Schema design question

Discussions

XML & Web services: Schema design question

  1. Schema design question (5 messages)

    Hi,

    I'm new to XML + Web Services and have been trying to use JAXB to marshal various xml data from an online source. I think I understand JAXB well enough to use it properly but am having "problems" with the schema design in general.

    I have 3 different XML files (from the same source) that I want to marshal--call them xml1, xml2 and xml3 files. xml2 is just like xml1 but with an additional element. Half of xml3 contains the same elements as xml1, with the other half entirely different. Here is an example:
    ###########################
    XML1:
    <artist>
     <album>
      <song/>
      </album>
     <album>
      <song/>
     </album>
     ...
    </artist>

    XML2:
    <artist>
     <album>
      <song/>
      <time/>
     </album>
     <album>
      <song/>
      <time/>
     </album>
     ...
    </artist>


    XML3:
    <artist>
     <album>
      <title/>
      <producer/>
     </album>
     <album>
      <title/>
      <producer/>
     </album>
     ...
    </artist>
    ############################

    Here you can see that XML2 is like XML1 but with the additional time element. XML3 is also like XML1 but with different subelements under the album element--the point being it uses the same artist root element and album subelement as that of XML1 and XML2.
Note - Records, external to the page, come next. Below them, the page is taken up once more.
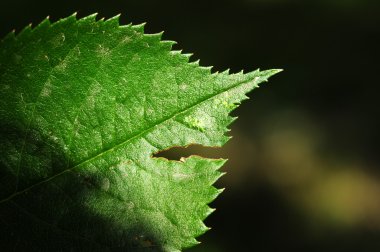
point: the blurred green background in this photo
(304, 162)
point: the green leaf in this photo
(84, 106)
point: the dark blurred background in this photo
(304, 169)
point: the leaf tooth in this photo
(115, 20)
(89, 19)
(72, 18)
(10, 36)
(26, 31)
(226, 72)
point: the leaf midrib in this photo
(15, 194)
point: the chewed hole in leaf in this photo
(177, 153)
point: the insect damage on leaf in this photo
(85, 105)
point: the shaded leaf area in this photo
(85, 105)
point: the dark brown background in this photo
(304, 161)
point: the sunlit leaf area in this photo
(304, 167)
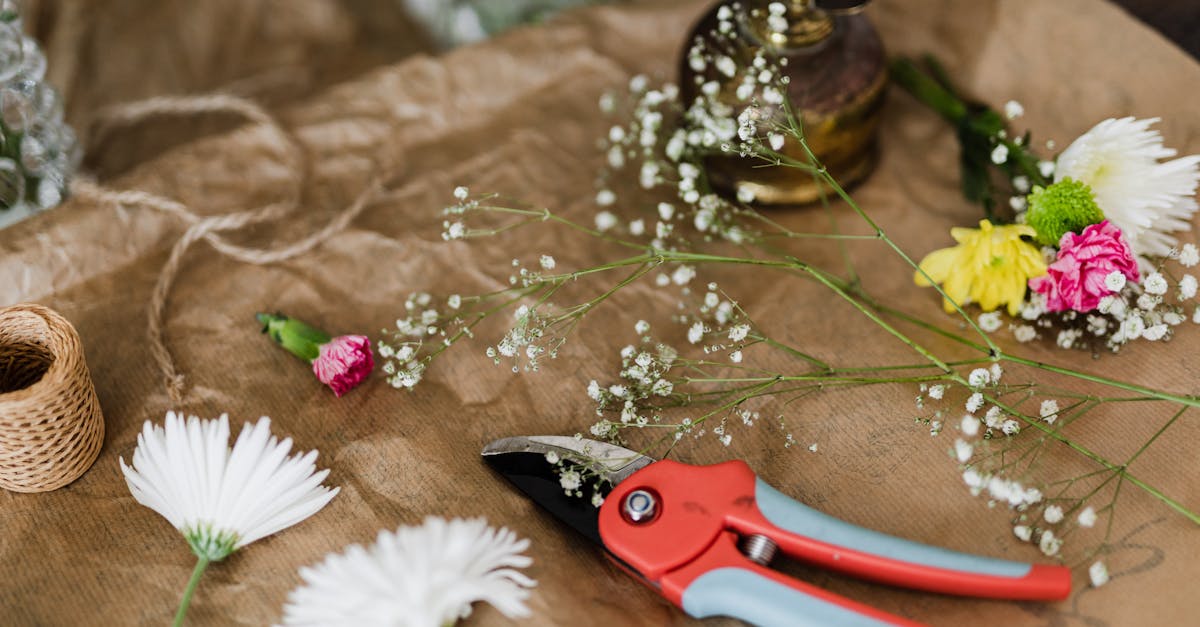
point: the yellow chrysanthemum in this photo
(990, 266)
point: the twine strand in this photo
(210, 228)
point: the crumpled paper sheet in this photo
(517, 115)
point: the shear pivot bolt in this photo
(759, 549)
(640, 506)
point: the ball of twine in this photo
(51, 425)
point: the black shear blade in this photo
(522, 461)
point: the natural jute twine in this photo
(210, 228)
(51, 425)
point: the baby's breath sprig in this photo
(1015, 436)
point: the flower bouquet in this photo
(708, 369)
(1089, 255)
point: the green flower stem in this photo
(293, 335)
(931, 93)
(201, 565)
(1121, 469)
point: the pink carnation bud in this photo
(1075, 281)
(343, 363)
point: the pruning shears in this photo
(703, 537)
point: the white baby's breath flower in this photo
(605, 198)
(1147, 199)
(990, 321)
(1049, 411)
(222, 499)
(978, 377)
(1156, 332)
(605, 220)
(1189, 255)
(963, 451)
(1115, 280)
(1049, 544)
(1187, 286)
(426, 575)
(1155, 284)
(1087, 517)
(1000, 154)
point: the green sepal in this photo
(210, 544)
(293, 335)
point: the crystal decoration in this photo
(39, 151)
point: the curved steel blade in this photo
(612, 463)
(522, 461)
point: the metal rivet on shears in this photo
(759, 549)
(640, 506)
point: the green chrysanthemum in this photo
(1066, 207)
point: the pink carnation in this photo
(343, 363)
(1077, 279)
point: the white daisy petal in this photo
(1145, 197)
(417, 575)
(223, 499)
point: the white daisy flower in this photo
(222, 499)
(1147, 199)
(417, 577)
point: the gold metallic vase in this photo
(837, 77)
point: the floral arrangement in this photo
(1090, 254)
(707, 369)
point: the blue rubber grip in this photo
(791, 515)
(744, 595)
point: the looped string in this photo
(210, 228)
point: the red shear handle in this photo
(725, 583)
(699, 503)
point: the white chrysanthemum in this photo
(1147, 199)
(223, 499)
(417, 577)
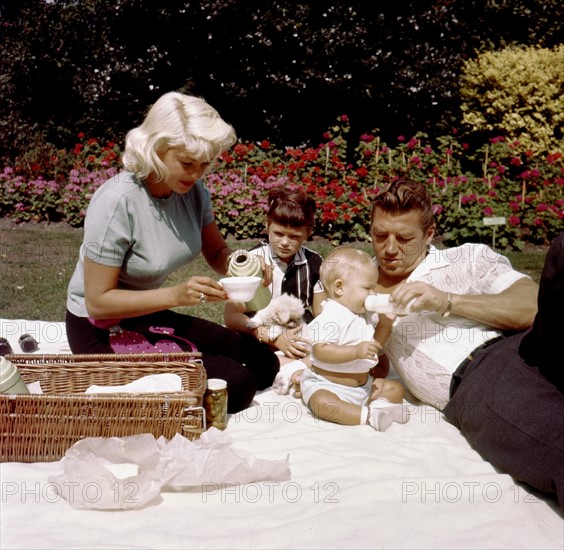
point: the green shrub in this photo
(516, 92)
(498, 179)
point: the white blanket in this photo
(417, 485)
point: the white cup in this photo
(10, 378)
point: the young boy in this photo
(295, 269)
(339, 386)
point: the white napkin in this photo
(152, 383)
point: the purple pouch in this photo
(130, 341)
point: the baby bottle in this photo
(10, 378)
(243, 264)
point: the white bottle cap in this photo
(380, 303)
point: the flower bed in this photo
(500, 179)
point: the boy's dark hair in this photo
(291, 207)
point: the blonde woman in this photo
(150, 220)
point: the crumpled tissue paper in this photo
(127, 473)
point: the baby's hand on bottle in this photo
(367, 350)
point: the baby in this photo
(340, 386)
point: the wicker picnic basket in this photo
(41, 427)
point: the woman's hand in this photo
(200, 290)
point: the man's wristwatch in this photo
(447, 311)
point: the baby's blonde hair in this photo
(176, 121)
(339, 264)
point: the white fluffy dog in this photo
(284, 312)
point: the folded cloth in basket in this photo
(153, 383)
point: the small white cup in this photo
(10, 378)
(240, 289)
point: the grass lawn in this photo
(37, 261)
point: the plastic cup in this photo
(10, 378)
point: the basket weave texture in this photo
(41, 427)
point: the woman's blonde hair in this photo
(180, 121)
(340, 263)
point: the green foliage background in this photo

    What I have done so far is to write 3 different schemas, XML1.xsd, XML2.xsd and XML3.xsd, and have JAXB generate the classes for me. My problem here is that when I need to access data from either XML1, 2, or 3 using JAXB, I always have to use package names because of the namespace conflict. For example:

    com.recordcompany.xml1.Artist artist1 = <package>unmarshal()
    com.recordcompany.xml2.Artist artist2 = <package>unmarshal()
    com.recordcompany.xml3.Artist artist3 = <package>unmarshal()


    This is becoming a major pain, especially with long package names. Is there a way to "properly" design the schema according to the xml data provided above, i.e. into 1 schema? The problem I'm seeing here is that since the root element and its direct subelement (artist/album) are the same throughout the xml data, I will always encounter namespace conflicts and therefore will always need to use the full package name as an identifier.

    Any help on designing this schema would be appreciated. Thanks!

    -los

    Threaded Messages (5)

  2. Schema design question[ Go to top ]

    Design one schema that covers all three XML files, with elements like "song", "title" and "producer" marked as optional.
  3. Schema design question[ Go to top ]

    Hi, Thanks for the reply.

    I considered that but doesn't making elements optional "break" the schema in terms of validating. For example, suppose I take your advice and make the elements song, title, and producer option using minOccurs="0". Now suppose all the incoming data are of type XML3. I want to make sure that each album always includes a title and a producer. With the *combined* schema, it does not always check for the mandatory elements since I just made them optional. Is there someway around this? Thanks!

    -los
  4. Schema design question[ Go to top ]

    You can make elements optional by groups rather than individual. In DTD notation, your content model for your <song> tag might be:

    <!ELEMENT album (song?,(time|(title,producer))?)>

    Or maybe:

    <!ELEMENT album (song?,time?,(title,producer))?)>

    Either way, you can't have title without producer.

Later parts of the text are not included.